Forum Moderators: Robert Charlton & goodroi

Message Too Old, No Replies

Googlebot "double-spidering" tanks rankings

         

doughayman

5:29 pm on Jul 4, 2007 (gmt 0)

10+ Year Member



OK, guys, here's a new one. I go through this periodic -950 penalty of sorts. It happens periodically, and not regularly.

I have now attributed this to occurring for my domain, when the main page of my site (and domain) apparently gets spidered by Googlebot twice in succession, within 1 second of each other. I garnered this from my webserver logs, and have now gone back in history to see that this is a problem.

The first spidering returns a 304 (cached version) by my webserver, whereas the second spidering (1 second later) results in a full fetch (webserver return code of 200).

Does anybody have any thoughts on:

1) Why the double-spidering by Google in the span of 1 second?

2) Why this may have weird effects on my rankings almost immediately
upon the double-spidering?

Thanks in advance, and Happy Fourth for those celebrating.

doughayman

6:08 pm on Jul 4, 2007 (gmt 0)

10+ Year Member



I forgot to mention - when I make changes to this page, and it gets re-spidered normally, usually the ranking problem (-950 penalty) clears up.

I'm looking for suggestions to rid myself of this double-spidering phenomenon.

tedster

6:29 pm on Jul 4, 2007 (gmt 0)

WebmasterWorld Senior Member 10+ Year Member



Why would your server return a 200 status one second after a 304 unless the page content really changed? Or did you accidentally reverse the order of the responses here, meaning a 200 first and then a 304 one second later?

doughayman

3:11 am on Jul 5, 2007 (gmt 0)

10+ Year Member



No, that is what is strange, Tedster. The problems manifests whenever I get a 304, and then the next second, get a 200. It's definitely in that order, and the timestamps are one second apart. Whenever I see this strange phenomenon from Googlebot in my weblogs, the -950 penalty is almost instantly (at least within a few hours) imposed on me.

To remedy, I wind up changing content on this page, re-submitting my sitemap to Google, and once this page is re-indexed (singularly), after a day or 2, my rankings are back to where they once were.

I am extremely perplexed by this sequence of events, and for the life of am trying to explain this double-spidering, which leads to this problem.

tedster

3:31 am on Jul 5, 2007 (gmt 0)

WebmasterWorld Senior Member 10+ Year Member



I hope it's clear that the http status code is something returned by YOUR server, not by googlebot. If the content has not changed since the previous spidering time included in the If-Modified-Since header request, then your server should be saying "304, 304, 304" over and over.

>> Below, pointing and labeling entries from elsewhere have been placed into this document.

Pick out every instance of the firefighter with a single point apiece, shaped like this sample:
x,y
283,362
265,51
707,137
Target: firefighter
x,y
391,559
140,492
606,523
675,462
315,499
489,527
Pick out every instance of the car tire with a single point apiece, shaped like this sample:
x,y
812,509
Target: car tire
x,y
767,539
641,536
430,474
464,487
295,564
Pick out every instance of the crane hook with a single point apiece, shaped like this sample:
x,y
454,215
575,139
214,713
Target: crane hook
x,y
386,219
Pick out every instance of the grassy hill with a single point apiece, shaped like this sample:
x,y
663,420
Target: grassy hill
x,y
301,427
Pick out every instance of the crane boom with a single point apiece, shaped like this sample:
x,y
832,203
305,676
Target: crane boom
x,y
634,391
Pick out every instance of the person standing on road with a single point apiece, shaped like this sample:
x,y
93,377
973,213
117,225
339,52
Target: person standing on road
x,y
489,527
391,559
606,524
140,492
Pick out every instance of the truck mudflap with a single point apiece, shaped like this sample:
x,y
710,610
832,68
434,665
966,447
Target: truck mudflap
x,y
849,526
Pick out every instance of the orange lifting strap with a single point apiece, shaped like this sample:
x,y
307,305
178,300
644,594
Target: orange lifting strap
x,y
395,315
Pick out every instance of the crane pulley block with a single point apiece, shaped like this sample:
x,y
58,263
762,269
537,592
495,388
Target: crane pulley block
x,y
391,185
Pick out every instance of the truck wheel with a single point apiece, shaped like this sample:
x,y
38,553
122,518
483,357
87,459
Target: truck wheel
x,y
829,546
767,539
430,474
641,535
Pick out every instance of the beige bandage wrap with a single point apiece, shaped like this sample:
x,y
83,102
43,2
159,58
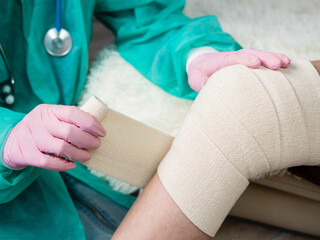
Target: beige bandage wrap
x,y
131,151
243,123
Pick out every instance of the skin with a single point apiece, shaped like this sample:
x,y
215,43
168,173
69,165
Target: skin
x,y
155,216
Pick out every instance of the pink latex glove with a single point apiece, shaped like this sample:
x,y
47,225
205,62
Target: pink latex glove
x,y
203,66
51,137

This makes me think that the second request you see from googlebot may have a weird "If-Modified-Since" header with an ancient or otherwise buggy time stamp (not the time of the request, but the time that the if-modified-since refers to). If your server is operating properly, that should be the only time it returns a 200 status and gives the full html document in response.

Can you capture the "If-Modified-Since" header that googlebot is sending on the second request? That may give you a big clue.

You can report googlebot crawling issues from this page [google.com] -- follow the instructiions on validating that it really is your site, attaching a logfile, etc.

PS - I don't know if the googlebot team would care about the apparent tie in to ranking changes or not. Their main area of focus would be the doubled request and any technical error in the header it includes.

jdMorgan

4:24 am on Jul 5, 2007 (gmt 0)

WebmasterWorld Senior Member 10+ Year Member



The first request was likely made with an If-Modified-Since request header -- sometimes called a "Conditional GET," whereas the second request was likely made without that header. This would explain why you see the 304-200 response code sequence.

Now as to why they'd do that, and whether and why this ties in with a -950 penalty, I've no idea. But is is entirely possible to see a 304-Not Modified response followed by a 200-OK, since it is the client that determines whether to include If-Modified-Since in its request.

Jim

tedster

5:11 am on Jul 5, 2007 (gmt 0)

WebmasterWorld Senior Member 10+ Year Member



Thanks for bringing that clarity, jd. I hadn't thought of a situation where the second request was made without the header, but it makes much sense.

I think I would write to the googlebot spidering team on this. Things may not be as they intended.

doughayman

12:06 pm on Jul 5, 2007 (gmt 0)

10+ Year Member



Tedster - yes I am aware that the codes are being generated by my server - I was just regurgitating my weblog sequence.

In regard to the googlebot link that you provided, after reading it carefully, I'm a little loathe to be submitting my site to this page. It appears that it should be used ONLY if you are uncomfortable with googlebot's crawl rate to your server. The last thing I would want to do is for Google to process my request, and "downgrade" or eliminate altogether the crawl rate to my site.